And, they need time to settle in to new surroundings and become compatible & comfortable with one another.
Get 3 more, give them some time, and they'll be just fine.
Trust long term experience on this matter - it will work.


----------



## nalu86 (Oct 19, 2010)

are those discus in your 135gal?
if so, put 7 more in there  agression will be gone in a snap.


----------



## ZippyFish (May 14, 2015)

*Attacking discus.*

I have 2 discus, they were purchase together and have been in the tank for at least 8 months. Just recently practically over night, the larger blue diamond discus 3" cornered, attack, and won't let my red tiger discus 3" relax. We separated the attacker for 2 days, reintroduced and he came back more aggressive even shuttering. We have a planted 125 gallon tank. We also have 2 large Angels, which can be mildly aggressive. Any suggestions. And advise would be considered. ZippyFish


----------



## roadmaster (Nov 5, 2009)

ZippyFish said:


> I have 2 discus, they were purchase together and have been in the tank for at least 8 months.
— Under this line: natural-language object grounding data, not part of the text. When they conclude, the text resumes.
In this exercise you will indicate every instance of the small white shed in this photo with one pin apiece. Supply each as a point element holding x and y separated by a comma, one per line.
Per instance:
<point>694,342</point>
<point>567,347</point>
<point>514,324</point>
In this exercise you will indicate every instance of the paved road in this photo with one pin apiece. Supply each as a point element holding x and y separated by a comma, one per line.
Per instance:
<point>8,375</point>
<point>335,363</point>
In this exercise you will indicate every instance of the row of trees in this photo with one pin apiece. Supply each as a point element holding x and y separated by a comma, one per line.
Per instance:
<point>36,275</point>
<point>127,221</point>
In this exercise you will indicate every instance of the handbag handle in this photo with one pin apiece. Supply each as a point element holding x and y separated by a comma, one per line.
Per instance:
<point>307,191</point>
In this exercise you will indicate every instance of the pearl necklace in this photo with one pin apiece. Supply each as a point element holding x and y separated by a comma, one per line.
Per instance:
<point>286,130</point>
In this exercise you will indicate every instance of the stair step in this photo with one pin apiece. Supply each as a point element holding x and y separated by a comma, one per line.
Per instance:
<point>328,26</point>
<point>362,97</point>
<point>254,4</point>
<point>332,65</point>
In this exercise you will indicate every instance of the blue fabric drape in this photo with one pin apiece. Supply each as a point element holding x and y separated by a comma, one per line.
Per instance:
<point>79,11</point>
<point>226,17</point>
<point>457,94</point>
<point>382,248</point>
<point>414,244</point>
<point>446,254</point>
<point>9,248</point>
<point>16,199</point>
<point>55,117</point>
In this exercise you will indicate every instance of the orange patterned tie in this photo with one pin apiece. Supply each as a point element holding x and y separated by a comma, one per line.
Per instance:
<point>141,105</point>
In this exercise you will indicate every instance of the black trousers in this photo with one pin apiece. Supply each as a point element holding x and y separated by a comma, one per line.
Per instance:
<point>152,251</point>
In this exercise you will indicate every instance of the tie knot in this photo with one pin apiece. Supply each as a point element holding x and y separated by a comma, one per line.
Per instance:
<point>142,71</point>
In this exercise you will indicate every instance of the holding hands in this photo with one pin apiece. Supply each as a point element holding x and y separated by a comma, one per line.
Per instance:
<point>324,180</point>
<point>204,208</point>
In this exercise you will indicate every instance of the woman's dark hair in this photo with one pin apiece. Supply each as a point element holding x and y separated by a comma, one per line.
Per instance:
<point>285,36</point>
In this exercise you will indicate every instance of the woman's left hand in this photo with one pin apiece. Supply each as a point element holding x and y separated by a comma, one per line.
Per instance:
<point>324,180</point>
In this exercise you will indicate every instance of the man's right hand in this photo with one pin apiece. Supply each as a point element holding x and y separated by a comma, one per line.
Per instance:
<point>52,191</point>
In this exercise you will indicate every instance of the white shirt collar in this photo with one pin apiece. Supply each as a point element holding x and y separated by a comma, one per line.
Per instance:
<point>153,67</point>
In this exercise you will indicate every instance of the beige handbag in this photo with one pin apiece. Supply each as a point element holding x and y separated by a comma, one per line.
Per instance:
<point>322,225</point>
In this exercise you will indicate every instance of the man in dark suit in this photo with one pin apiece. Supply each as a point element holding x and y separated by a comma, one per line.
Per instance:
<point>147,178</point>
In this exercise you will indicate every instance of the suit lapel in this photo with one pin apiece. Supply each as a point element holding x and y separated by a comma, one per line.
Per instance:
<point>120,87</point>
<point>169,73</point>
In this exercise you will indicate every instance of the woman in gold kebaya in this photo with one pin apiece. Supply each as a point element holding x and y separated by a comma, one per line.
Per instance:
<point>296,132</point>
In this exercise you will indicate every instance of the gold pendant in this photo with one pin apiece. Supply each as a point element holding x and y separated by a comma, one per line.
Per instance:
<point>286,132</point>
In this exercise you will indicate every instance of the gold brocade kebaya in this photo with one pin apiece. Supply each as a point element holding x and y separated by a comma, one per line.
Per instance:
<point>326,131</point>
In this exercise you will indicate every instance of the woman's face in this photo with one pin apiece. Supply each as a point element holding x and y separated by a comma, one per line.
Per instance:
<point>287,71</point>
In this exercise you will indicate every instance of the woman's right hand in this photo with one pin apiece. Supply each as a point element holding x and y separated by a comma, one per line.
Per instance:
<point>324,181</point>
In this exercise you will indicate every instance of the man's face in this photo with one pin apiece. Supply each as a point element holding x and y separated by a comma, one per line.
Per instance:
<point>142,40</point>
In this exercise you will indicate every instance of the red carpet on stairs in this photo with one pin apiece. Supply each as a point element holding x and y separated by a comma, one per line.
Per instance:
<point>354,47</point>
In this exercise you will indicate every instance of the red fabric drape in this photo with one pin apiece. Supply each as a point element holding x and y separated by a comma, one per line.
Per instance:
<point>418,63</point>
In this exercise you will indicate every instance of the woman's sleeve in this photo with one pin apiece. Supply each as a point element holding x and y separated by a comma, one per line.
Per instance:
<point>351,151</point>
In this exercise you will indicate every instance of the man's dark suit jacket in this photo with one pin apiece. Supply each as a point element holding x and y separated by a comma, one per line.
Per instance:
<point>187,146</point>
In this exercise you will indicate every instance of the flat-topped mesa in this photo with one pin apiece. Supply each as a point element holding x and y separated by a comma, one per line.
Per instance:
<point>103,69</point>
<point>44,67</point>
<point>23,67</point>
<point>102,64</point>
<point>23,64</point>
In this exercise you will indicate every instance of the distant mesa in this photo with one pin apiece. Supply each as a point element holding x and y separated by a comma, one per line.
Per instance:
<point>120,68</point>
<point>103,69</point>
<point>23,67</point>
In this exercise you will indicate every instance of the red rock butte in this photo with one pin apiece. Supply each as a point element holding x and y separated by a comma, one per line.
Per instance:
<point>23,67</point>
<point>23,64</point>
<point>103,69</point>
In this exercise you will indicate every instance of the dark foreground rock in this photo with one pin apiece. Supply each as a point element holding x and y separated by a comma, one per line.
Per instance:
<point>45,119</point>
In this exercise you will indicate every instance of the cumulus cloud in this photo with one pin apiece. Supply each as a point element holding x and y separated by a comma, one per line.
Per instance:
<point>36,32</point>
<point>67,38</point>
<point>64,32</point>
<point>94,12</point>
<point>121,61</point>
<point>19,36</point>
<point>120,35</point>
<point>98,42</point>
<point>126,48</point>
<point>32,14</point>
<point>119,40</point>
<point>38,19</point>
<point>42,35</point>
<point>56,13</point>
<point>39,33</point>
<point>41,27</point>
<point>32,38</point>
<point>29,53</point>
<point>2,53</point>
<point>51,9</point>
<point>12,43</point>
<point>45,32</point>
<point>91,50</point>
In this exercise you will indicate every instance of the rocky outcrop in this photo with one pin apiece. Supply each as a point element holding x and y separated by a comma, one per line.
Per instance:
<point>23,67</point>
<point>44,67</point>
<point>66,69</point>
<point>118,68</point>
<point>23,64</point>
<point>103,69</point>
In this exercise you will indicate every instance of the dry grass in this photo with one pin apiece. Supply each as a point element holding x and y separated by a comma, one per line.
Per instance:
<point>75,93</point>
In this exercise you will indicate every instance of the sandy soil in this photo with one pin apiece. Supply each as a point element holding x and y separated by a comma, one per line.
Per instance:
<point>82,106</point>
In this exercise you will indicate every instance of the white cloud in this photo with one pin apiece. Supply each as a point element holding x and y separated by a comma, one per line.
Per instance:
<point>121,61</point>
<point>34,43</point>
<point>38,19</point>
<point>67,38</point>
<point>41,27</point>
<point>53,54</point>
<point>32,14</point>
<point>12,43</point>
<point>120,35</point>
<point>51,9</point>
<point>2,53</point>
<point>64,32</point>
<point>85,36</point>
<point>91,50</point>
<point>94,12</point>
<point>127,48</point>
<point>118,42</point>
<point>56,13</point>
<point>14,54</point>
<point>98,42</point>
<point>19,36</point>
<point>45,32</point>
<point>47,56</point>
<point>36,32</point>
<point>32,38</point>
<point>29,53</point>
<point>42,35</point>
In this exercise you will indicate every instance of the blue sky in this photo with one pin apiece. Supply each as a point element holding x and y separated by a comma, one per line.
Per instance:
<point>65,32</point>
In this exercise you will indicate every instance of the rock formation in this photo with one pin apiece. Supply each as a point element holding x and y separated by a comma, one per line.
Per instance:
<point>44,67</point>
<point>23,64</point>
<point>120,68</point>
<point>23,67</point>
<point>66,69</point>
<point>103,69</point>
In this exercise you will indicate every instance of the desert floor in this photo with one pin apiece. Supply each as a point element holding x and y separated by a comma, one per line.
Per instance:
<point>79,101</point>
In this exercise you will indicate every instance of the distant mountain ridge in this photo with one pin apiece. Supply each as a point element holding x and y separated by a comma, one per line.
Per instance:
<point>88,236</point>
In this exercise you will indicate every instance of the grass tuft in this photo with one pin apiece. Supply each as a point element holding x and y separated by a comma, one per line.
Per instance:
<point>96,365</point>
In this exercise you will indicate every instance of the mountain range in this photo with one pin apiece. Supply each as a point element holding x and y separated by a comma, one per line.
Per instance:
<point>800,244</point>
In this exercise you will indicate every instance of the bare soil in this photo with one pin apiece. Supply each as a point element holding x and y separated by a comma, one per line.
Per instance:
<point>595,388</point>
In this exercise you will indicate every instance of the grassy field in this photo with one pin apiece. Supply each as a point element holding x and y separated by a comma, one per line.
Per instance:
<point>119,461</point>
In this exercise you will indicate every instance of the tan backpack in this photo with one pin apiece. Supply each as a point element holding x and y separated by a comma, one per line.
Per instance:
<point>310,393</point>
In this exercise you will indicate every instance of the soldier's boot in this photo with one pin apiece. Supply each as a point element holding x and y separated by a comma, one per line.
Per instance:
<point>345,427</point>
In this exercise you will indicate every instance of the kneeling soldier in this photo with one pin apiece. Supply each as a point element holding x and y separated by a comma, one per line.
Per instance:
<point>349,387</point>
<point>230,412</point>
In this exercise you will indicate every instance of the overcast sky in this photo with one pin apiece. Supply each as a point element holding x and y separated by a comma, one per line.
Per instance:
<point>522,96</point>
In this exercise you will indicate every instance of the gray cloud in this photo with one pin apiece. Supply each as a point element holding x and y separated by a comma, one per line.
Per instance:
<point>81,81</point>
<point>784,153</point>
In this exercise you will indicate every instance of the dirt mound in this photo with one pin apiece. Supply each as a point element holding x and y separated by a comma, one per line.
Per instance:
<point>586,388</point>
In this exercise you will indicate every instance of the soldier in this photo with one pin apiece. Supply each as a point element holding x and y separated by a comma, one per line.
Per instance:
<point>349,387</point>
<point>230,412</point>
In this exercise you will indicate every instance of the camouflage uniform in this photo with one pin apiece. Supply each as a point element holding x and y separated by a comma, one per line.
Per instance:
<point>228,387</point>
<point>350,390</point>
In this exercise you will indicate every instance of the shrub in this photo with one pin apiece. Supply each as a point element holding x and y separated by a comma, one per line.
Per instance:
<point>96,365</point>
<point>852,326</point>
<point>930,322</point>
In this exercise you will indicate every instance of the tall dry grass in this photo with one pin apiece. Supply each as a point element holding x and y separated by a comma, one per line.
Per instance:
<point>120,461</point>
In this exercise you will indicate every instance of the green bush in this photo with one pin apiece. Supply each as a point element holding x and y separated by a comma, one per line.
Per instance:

Just recently practically over night, the larger blue diamond discus 3" cornered, attack, and won't let my red tiger discus 3" relax. We separated the attacker for 2 days, reintroduced and he came back more aggressive even shuttering. We have a planted 125 gallon tank. We also have 2 large Angels, which can be mildly aggressive. Any suggestions. And advise would be considered. ZippyFish


 
More Discus as mentioned above in previous post buy DiscusPaul
Man,this is old thread,but advice was/is sound.:hihi:


----------